"A lot of AI is ultimately software engineering with different vocabulary and a little bit of non-determinism," posits Jason Davenport, a sentiment echoed by Aja Hammerly, both from Google Cloud Tech. Their recent "AI Agent Dance Off" on the "Real Terms for AI" series offered a compelling whiteboard comparison of two distinct architectural approaches to building AI coding agents. The discussion, aimed at demystifying the complexities of AI development for a discerning audience of founders, VCs, and AI professionals, centered on leveraging Large Language Models (LLMs) for task planning, developing effective code generation and evaluation loops, and integrating contextual information to enhance agent performance, particularly through the lens of Test-Driven Development (TDD).

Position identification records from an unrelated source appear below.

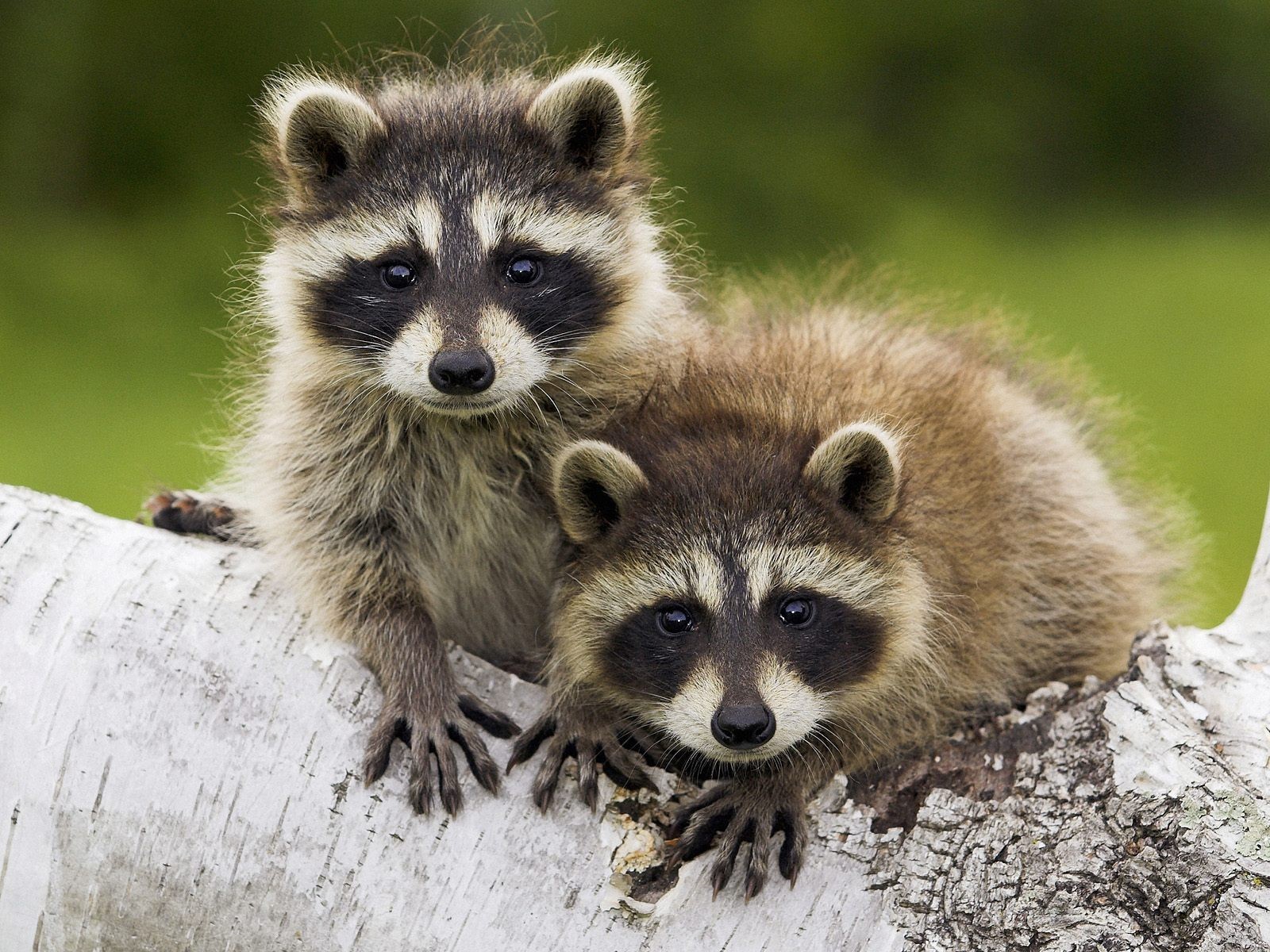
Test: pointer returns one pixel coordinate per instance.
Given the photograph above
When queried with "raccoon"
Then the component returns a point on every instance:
(832, 539)
(465, 271)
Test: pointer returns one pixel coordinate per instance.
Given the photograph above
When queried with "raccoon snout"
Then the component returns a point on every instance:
(743, 727)
(461, 372)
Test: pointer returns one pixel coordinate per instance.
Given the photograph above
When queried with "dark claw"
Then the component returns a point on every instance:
(622, 768)
(448, 776)
(479, 761)
(379, 747)
(493, 721)
(184, 514)
(756, 873)
(529, 743)
(588, 774)
(728, 848)
(421, 778)
(689, 812)
(698, 835)
(791, 858)
(549, 772)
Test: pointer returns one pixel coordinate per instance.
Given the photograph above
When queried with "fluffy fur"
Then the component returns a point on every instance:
(962, 539)
(402, 513)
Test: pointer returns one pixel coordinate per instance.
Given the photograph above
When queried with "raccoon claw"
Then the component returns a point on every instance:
(186, 513)
(595, 746)
(737, 812)
(431, 738)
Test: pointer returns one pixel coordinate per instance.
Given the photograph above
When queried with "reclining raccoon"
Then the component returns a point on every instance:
(829, 543)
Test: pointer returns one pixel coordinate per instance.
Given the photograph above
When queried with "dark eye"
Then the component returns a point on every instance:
(398, 274)
(524, 271)
(675, 620)
(797, 612)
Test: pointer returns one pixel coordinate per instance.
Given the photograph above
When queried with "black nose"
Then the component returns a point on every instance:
(460, 372)
(743, 727)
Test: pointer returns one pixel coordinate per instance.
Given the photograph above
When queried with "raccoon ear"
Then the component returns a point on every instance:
(321, 130)
(594, 484)
(590, 113)
(859, 465)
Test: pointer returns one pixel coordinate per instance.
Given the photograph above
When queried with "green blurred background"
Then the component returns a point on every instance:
(1102, 169)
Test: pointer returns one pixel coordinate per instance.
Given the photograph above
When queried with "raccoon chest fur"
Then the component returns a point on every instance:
(486, 545)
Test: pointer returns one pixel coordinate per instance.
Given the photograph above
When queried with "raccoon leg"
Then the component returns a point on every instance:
(588, 730)
(749, 808)
(190, 513)
(425, 710)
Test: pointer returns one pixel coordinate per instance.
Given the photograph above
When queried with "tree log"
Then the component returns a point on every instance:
(178, 768)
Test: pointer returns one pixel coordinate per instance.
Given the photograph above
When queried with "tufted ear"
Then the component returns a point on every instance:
(590, 113)
(321, 130)
(594, 486)
(859, 466)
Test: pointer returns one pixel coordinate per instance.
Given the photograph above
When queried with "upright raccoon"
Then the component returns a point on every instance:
(464, 272)
(829, 543)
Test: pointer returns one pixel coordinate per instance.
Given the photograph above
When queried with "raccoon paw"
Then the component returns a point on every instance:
(187, 513)
(588, 736)
(429, 733)
(745, 810)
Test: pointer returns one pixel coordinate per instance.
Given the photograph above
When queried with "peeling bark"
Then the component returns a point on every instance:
(178, 758)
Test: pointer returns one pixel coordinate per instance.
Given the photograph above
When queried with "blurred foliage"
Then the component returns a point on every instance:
(1100, 168)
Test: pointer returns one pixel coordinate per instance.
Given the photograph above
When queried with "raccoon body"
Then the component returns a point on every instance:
(832, 541)
(465, 273)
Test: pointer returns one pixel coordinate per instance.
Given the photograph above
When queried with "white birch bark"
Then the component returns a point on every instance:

Aja's initial design for an AI coding agent presented a straightforward, almost intuitive, workflow. A user's prompt, such as "build a calculator," initiates the process, leading an LLM to formulate a plan. This plan then flows into a "Gen Code" module, which generates the necessary code. The generated code proceeds to an "Exec Code" function for execution. Crucially, any errors or output from the execution phase are fed back directly to the "Gen Code" module, creating an iterative loop for refinement until the code ideally functions as intended. Once a successful result is achieved, it cycles back to the original LLM and then to the user, culminating in a seemingly happy outcome.

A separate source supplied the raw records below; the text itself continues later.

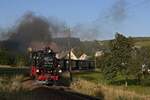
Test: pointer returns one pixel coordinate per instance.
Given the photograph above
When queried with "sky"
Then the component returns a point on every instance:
(88, 13)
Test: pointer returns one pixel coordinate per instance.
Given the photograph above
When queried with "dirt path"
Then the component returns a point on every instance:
(40, 92)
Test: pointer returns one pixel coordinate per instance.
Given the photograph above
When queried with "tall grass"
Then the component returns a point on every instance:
(106, 92)
(10, 87)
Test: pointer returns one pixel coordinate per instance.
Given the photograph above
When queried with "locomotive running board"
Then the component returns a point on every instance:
(45, 82)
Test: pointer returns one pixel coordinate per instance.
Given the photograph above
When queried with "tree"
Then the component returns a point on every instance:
(120, 57)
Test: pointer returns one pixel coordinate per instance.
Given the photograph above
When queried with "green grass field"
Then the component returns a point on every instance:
(97, 77)
(9, 71)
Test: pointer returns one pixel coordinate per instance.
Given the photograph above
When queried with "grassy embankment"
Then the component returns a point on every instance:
(93, 83)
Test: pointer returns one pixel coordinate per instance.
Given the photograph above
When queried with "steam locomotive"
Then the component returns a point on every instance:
(45, 67)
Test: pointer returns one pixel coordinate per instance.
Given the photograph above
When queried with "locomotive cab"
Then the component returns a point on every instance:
(45, 66)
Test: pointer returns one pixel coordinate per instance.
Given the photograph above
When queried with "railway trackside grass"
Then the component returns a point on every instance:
(11, 71)
(97, 78)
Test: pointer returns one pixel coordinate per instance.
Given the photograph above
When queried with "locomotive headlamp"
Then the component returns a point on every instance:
(37, 71)
(60, 71)
(49, 51)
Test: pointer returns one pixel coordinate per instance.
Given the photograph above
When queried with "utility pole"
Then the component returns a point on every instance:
(69, 49)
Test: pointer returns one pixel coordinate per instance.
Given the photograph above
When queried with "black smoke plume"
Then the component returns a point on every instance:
(30, 28)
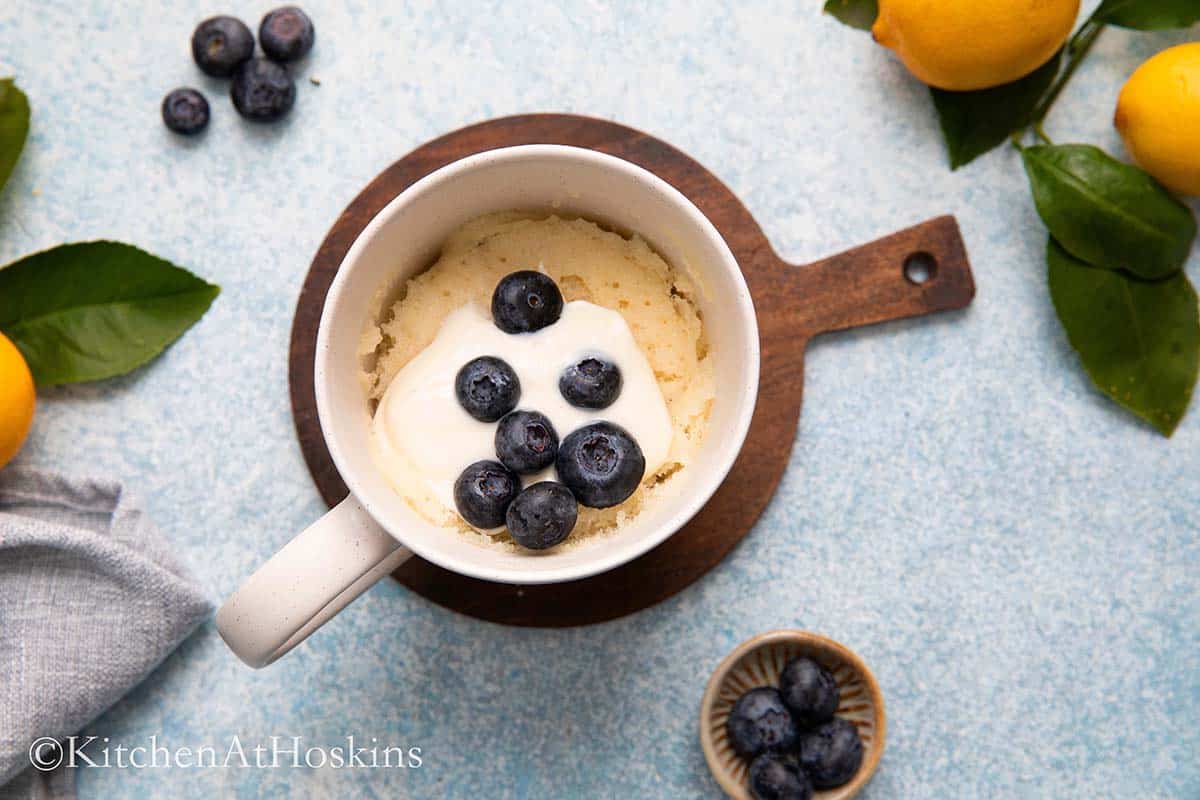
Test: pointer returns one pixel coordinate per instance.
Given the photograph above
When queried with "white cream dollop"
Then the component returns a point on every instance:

However, this seemingly elegant simplicity quickly revealed potential vulnerabilities. Jason astutely probed the limitations of such a direct feedback loop, questioning what happens if the "Gen Code" and "Exec Code" modules become trapped in an infinite loop of errors and attempted fixes. More fundamentally, he asked, "what happens if the generated code doesn't actually address what we've asked for in our original plan?" This highlights a critical insight: a purely reactive, error-correction loop, without higher-level oversight, risks producing functionally correct but ultimately irrelevant code. Aja acknowledged these issues, proposing a modification where errors and outputs loop back to the central LLM itself, enabling the agent to evaluate progress, adjust its overarching plan, and provide more informed input for code generation. This introduces a necessary layer of meta-cognition, allowing the agent to self-correct at a strategic level, rather than merely tactical.